A colleague sent me an article concerning innovation that triggered my thinking about students implementing/experiencing innovation in classrooms and teachers innovating in building ever better learning for students. Daniel Dworkin and Markus Spiegel posted Leadership May Not Be the Problem with Your Innovation Team for the Harvard Business Review.
1500 companies had completed an assessment designed by Dworkin and Spiegel and 80% of them reported underscoring in the area of innovation effectiveness connected to the innovation conditions of constant energy, creative friction, flexible structure, and purposeful discovery. This statement caught my attention and made me think about our education systems: “Unsurprisingly, those working for older, larger businesses scored lowest in all four innovation conditions”.
They identified that members of teams could look at each of the conditions and consider improvements that team members could make. Here is what they shared and my thoughts about students’ learning and teachers in PLC teams:
Dworkin’s and Spiegel’s suggestions mention the value of having stretch goals, remembering the purpose behind your work, generating excitement and energy, going public with an audience to drive up energy, and asking “what’s holding you back?”.
Classrooms: Wow!

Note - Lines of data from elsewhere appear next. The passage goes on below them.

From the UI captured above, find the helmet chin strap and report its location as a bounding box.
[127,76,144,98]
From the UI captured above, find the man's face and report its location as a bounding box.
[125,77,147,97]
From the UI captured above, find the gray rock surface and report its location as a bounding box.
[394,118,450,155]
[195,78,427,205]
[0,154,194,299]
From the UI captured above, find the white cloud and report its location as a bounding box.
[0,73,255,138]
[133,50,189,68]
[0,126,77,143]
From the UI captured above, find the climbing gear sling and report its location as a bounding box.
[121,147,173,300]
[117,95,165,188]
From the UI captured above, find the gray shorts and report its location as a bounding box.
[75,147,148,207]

Adding Pizzazz to Teaching and Learning is a book I wrote several years ago sharing things I saw teachers doing to generate energy for learning. Dworkin’s and Spiegel’s list presents ideas for teachers to consider with their students. As this year starts, examine with students the purposes/value behind the learning opportunities you are presenting. Can you bring authentic tasks to your students? Better yet, can students identify questions they want to answer and problems they want to solve? How can students take their learning public?

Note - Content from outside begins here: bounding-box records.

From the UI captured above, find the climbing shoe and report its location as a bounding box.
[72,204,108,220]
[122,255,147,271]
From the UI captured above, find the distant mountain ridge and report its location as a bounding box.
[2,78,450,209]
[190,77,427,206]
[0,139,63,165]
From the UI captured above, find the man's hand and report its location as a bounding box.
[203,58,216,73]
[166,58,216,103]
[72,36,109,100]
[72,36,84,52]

PLCs: Do teachers leave a PLC session with more energy than they entered? They will if they are spending the time dealing with the urgency of the learning results they are focused on and the powerful pictures of students’ futures they are working to create. I made a statement in a workshop a few weeks ago that received substantial “Tweeting:” Remember it’s a PLC, not a PWC (Professional Working Community). In other words, we meet to learn rather than meet to work. That learning should produce energy! Have your PLC’s ask, “What is holding us back?” and have your leadership team support their work to remove obstacles.
Dworkin’s and Spiegel’s suggestions mention advocating passionately while listening, observing, and interpreting what others are thinking and experiencing. Team members should practice empathy in responding to others’ ideas, building on them to seek seeds of inspiration. They encourage getting out of silos and building trust by seeing the world through others’ eyes.
Classrooms: Students need to practice critical listening skills as part of critical thinking skills. What opportunities are you providing for students to hear or read an author’s words through different filters/perspectives? How would your class assess the value of the Rio Olympics to the people of Brazil? Why were there protesters? What might students learn if you recorded a collaborative problem-solving conversation among their team and played it back for their review and assessment of their responses to each other? Can you create learning tasks that blur the lines, if not remove the lines, between content curriculums?
PLCs: I strongly advocate for peer coaching with PLC members and among other PLCs. It creates the start for seeing the school through the eyes of others. I have met classroom teachers who have never observed their students in a physical education class over their 25 years of teaching and PE teachers who haven’t seen a teacher work with a reading group. What might teachers learn if you recorded a collaborative problem-solving conversation among their team and played it back for their review and assessment of their responses to each other?
Dworkin’s and Spiegel’s suggestions mention the need to recognize that “command and control” leadership is ill suited to the complex, ambiguous challenges of innovation. They recommend falling in love with the problem, not your solution. Pivots are a part of innovation: What are we learning? How should we adapt our plan?
Classrooms: Historically, students have developed a belief that “quick” answers were what teachers sought and rewarded. In many cases a quick “ok” answer received recognition while a stronger response, that took a while to develop, never got heard. How can you create learning tasks that value the critical thinking and creative thinking processes required for complex issues? How can you recognize that changing your plan because of what you learned is sometimes more important than getting done quickly?
PLCs: In too many schools “command and control” is still driving PLC agendas and conversations. Teachers, like their students, are too often looking for the quickest way to comply. I recently reviewed a school’s improvement plan for the coming year. It spelled out a list of 20 things they would do to achieve a particular goal. I am afraid they will go into the year more focused on doing all 20 things rather than figuring out “what are they learning?” and “how they should pivot?”
Dworkin’s and Spiegel’s suggestions mention starting with assumptions and clarifying what the team believes to be true. Then experiment: “When in doubt, try it out”. What simple trials can you run to gather learning about how to proceed?
Classrooms: I continue to see the increasing need for students to be tackling complex, authentic problems in order for them to internalize the skill sets of innovation.
PLCs: Is learning in PLCs leading to experimentation? Are new designs for creating learning emerging from your PLCs? Do your teachers know that it should? Too often I find teachers doing what they did last year, knowing it will get OK results, but not the desired results. What would happen if you asked PLCs in November to share experiments they are running?